T-lymphocyte immunosuppression induced by T. gondii-infected MDDCs precedes detectable T-lymphocyte infection. MDDCs were infected with T. gondii at an MOI of 10, and infection was determined by inspection of Giemsa-stained cytospin preparations with light microscopy. At least 200 T lymphocytes per condition were analyzed. Percentage suppression was determined by dividing [³H]methylthymidine incorporation induced by T. gondii-infected MDDCs by [³H]methylthymidine incorporation induced by uninfected MDDCs, both bearing superantigen, and subtracting from 100%. Incorporation experiments were set up as described in the text using 10,000 MDDCs and 70,000 CD3⁺ T lymphocytes/well, and harvested on the days of culture shown. Means ± SEMs of three independent experiments using three separate subjects are reported.

FIG. 7.

Immunosuppression mediated by T. gondii-infected MDDCs appears as early as after 1 day of coculture, when only a minority of T lymphocytes are infected, and is maximal around day 2. MDDCs were infected with T. gondii at an MOI of 10 and cocultured with purified CD3⁺ T lymphocytes 16 h later with 10 ng of superantigen (SEB) per ml or 1 μg of phytohemagglutinin (PHA) per ml.

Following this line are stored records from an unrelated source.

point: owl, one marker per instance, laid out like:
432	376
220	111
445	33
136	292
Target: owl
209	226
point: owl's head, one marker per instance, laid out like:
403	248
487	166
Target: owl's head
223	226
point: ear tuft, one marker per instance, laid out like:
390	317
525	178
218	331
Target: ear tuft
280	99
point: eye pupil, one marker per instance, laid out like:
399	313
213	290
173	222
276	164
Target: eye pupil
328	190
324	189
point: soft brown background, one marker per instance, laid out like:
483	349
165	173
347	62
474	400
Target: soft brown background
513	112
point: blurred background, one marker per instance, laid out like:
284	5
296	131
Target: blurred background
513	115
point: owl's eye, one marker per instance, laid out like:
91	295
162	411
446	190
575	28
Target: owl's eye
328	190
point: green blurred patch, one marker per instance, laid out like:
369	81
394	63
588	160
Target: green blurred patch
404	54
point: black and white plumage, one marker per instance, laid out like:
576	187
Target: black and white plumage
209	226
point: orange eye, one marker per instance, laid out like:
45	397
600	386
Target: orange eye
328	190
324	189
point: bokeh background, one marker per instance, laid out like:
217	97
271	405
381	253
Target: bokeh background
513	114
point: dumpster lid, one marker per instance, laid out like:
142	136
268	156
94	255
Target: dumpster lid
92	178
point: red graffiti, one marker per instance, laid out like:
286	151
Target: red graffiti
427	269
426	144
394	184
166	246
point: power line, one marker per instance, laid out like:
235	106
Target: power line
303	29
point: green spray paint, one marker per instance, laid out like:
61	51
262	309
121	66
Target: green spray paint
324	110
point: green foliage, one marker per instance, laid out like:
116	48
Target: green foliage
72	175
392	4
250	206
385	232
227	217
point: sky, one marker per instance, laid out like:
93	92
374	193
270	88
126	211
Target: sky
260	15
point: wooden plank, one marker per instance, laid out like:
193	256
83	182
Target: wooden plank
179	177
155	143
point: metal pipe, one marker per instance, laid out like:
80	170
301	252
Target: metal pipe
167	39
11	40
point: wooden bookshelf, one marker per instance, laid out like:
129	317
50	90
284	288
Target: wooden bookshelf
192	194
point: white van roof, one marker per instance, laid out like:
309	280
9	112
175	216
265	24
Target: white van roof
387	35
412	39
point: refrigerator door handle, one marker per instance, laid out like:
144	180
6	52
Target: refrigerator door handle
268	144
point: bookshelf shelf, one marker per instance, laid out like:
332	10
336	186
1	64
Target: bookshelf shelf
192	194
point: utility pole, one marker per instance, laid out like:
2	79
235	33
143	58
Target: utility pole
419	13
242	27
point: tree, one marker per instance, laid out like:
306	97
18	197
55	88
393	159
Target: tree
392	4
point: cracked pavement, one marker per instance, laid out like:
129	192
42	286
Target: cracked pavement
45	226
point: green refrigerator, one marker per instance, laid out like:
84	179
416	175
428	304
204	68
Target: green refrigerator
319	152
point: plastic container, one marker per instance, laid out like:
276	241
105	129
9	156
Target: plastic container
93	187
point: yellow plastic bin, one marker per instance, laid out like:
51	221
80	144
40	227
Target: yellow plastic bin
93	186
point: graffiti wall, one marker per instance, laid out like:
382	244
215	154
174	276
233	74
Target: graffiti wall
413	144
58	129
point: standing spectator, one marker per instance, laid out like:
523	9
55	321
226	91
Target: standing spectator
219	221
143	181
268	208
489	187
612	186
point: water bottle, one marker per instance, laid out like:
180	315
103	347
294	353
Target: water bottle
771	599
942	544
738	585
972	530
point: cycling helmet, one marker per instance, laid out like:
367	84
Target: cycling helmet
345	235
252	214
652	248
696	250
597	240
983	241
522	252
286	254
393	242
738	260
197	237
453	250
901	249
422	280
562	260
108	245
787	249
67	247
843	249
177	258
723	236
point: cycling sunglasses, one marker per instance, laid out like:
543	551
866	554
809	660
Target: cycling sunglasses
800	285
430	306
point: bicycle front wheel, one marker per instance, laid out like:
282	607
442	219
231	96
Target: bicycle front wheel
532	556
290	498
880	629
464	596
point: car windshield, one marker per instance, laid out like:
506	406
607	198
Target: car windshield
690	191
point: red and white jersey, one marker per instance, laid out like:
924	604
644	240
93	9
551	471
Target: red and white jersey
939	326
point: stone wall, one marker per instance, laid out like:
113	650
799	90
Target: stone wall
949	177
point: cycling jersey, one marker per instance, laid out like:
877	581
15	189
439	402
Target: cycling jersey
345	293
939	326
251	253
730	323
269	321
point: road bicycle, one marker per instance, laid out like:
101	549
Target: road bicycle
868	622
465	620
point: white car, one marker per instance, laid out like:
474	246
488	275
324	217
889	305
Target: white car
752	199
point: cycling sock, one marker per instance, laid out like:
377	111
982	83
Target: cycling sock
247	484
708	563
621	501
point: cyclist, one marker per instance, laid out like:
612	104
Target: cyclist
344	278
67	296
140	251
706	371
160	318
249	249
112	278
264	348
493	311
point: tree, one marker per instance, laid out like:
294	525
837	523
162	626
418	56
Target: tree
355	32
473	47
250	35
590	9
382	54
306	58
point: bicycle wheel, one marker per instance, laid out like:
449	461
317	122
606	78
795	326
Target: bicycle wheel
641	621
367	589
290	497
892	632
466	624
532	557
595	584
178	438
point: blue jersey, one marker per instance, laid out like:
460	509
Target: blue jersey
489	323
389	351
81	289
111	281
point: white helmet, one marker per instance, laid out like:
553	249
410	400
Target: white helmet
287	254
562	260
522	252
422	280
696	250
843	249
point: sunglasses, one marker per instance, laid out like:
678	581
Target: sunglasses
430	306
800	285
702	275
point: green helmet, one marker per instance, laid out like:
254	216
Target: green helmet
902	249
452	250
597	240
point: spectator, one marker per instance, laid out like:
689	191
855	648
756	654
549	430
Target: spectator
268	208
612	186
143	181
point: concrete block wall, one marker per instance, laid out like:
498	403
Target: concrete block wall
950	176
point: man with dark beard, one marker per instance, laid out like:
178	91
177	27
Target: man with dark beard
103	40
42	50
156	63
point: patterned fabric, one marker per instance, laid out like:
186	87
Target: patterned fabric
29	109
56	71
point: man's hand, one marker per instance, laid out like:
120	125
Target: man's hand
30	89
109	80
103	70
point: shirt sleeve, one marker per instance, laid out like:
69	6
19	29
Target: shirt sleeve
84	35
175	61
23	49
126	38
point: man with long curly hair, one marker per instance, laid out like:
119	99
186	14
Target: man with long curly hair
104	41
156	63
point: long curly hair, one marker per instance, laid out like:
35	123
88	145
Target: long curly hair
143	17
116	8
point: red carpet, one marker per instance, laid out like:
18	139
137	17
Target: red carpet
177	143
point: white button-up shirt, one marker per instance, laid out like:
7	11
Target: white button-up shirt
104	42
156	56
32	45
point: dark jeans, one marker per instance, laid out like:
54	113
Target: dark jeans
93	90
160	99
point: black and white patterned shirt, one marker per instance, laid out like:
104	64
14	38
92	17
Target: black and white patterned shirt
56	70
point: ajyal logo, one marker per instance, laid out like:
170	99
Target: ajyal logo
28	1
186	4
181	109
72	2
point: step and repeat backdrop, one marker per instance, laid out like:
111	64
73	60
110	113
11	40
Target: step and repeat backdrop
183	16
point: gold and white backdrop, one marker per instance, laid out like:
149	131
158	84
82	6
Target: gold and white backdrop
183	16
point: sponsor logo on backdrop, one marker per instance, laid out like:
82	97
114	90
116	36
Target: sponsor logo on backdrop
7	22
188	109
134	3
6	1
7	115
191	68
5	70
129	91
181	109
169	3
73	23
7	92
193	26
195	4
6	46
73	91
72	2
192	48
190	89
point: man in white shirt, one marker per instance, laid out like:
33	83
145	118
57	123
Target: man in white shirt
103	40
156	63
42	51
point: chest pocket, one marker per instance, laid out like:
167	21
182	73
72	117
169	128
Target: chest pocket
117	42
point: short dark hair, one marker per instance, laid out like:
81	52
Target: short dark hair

Means ± SEMs of three independent experiments using three separate subjects are reported. See also Fig. 6.

FIG. 8.

MDDCs acquiring T. gondii antigens from necrotic or apoptotic monocytes induce T. gondii-specific T-lymphocyte proliferation. Monocytes were incubated with heat-inactivated (HI) T. gondii tachyzoites and induced to become necrotic (heat shock) or apoptotic (beauvericin treatment). Cell bodies were loaded onto autologous MDDCs, which were then incubated with autologous CD3⁺ T lymphocytes at a 1:10 ratio for 5 days, after which time incorporated [³H]methylthymidine incorporation was measured. Means ± SEMs of one experiment representative of four are shown. Necrotic HI, autologous monocytes loaded with heat-inactivated T. gondii tachyzoites and induced to become necrotic, etc. Necrosis versus apoptosis was confirmed by FACS for 7-AAD and propidium iodide as described in Materials and Methods.